Birth can be dangerous. Both hospital birth and home birth carry unique sets of risks, and clearly hospitals win out in the crisis management department. However, it's a mistake to assume that just because his child would likely have survived if her were born in a hospital, that there aren't other families who have lost children who would have survived if born at home.

I'm not here to push any kool-aid, I just think misinformation doesn't do anyone any good. Amy Tueter's (the OB who runs the Hurt by Homebirth blog) got her own agenda here, and to my mind, her use of personal narratives borders a little to closely on the exploitation of tragedy for my taste. Of course a family who has lost a child wants to have someone to blame. The sad truth is that not all babies live, and that negative outcomes can occur in any setting.

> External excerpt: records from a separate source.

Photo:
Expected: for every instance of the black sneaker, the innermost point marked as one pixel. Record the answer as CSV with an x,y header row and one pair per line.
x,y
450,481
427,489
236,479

I hate to even have to get into this stuff, because mostly I just keep thinking of the sweet photos of that little boy, and how I felt the first time I held my own son in my arms. I can't even begin to imagine what that loss must feel like, my heart breaks for him.

But that sorrow I feel doesn't make what he is saying true.

@ Andy, you are missing the big problem with homebirth, which is that non- nurse midwives have no standardized body of education and licensing, and no way for parents to really know what their background or beliefs are.

At least with a doctor in a hospital, you know they've met the minimum education requirements of medical school, residency and licensing. Even then there are incompetent doctors, but with them you have the recourse of suing them under their malpractice insurance. Remember that most non-nurse midwives don't carry malpractice insurance and if something goes terribly wrong, you are SOL as far as any financial compensation--which could be huge if you have a permanently disabled child and need money to support them for life.

Homebirth can be a safe option under the right circumstances. The Netherlands and Canada have safe homebirth systems because their midwives have standardized training, are licensed and work in conjunction with doctors to transfer women who risk out of homebirth. But the U.S. does not have such a system and there's no real way for parents to tell if the person they're trusting with the life of their child is competent.

That doesn't mean all midwives in the U.S. are bad, but how are you as a layperson supposed to tell the difference? Look at Josh and Tweeny--educated, intelligent parents with lots of money and they trusted the wrong person and it killed their baby. If they weren't able to spot a bad midwife, how can we expect the average person to do so?